How DAGs grow: Deeper, wider, and thicker
So true! To be fair to Great Expectations, they help in making DAGs appear in the deeper section. But for a good reason.
Chaos Data Engineering
This looks like a very interesting approach (although its overlap with Delta Lake is large). When writing new jobs and pipelines, we’d use any failures (since jobs will eventually fail in one way or another: I call it the Jurassic Park effect) as a model for additional automatic recoverability. In the next iteration, all jobs should be able to survive that kind of failure.
The Rise and Fall of Getting Things Done
The title is quite clickbaity (which I suspect is a feature, not a fan of many of Cal Newport’s approaches), but there are some interesting viewpoints in here.
How do Spotify Codes work?
Gray codes are always a good subject to write about. Note that they can be pretty efficient when paired with delta encoding
awk-raycaster: Pseudo-3D shooter written completely in gawk using raycasting technique
All hail the AWK.
🔊 Billion dollar loser
It was OK. I enjoyed more the schadenfreude of Bad Blood, which I listened in one weekend.

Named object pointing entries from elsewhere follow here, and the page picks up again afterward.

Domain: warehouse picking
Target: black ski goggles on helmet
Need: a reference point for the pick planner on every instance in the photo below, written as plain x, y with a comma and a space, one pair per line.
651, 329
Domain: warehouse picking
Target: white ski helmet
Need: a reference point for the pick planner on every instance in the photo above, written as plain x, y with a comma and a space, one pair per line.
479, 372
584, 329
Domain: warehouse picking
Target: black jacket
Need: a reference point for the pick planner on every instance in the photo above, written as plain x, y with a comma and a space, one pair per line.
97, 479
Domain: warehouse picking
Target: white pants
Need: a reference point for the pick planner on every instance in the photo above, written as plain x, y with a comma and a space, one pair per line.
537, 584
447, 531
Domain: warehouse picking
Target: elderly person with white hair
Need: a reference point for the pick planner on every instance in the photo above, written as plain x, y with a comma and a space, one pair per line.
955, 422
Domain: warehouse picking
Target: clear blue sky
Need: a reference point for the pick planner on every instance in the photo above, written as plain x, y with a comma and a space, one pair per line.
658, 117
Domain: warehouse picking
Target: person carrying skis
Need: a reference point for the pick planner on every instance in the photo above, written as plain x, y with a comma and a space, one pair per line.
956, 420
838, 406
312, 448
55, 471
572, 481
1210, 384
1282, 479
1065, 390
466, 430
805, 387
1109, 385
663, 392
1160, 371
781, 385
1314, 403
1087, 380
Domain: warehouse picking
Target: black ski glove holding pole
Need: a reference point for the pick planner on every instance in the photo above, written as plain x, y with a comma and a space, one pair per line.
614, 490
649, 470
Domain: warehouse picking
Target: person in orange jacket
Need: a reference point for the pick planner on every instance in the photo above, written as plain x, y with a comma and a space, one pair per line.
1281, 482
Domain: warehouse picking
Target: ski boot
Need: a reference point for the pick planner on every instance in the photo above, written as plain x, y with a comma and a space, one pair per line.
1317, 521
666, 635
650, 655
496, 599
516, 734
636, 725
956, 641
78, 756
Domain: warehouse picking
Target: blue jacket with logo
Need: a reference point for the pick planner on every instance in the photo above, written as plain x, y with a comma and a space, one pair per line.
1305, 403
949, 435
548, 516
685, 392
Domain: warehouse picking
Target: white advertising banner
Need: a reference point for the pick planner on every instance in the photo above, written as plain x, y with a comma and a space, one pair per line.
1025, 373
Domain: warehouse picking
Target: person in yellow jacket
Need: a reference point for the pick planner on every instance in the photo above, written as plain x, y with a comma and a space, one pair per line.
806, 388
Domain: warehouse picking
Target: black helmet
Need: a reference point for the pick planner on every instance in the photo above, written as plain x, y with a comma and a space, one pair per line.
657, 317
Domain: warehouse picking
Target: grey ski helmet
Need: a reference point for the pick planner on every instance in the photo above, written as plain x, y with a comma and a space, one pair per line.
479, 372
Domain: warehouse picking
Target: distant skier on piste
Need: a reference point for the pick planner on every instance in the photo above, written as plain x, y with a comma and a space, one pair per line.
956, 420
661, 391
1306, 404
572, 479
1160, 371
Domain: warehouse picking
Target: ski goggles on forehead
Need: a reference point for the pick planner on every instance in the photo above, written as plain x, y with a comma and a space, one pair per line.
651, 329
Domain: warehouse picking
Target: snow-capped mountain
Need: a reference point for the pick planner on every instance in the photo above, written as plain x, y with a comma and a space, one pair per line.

How the Seahawks are using a data lake to improve their game
Moneyball goes to the cloud.
Test for divisibility by 13 (and 7 and 11)
It’s very well presented, but not that groundbreaking: in high school I got as assignment trying to find a rule for 7 or 11 (not sure now) and I arrived at this one. After all, they are just based in base-10 expansion, so with a little bit of patience and basic algebra you can get there.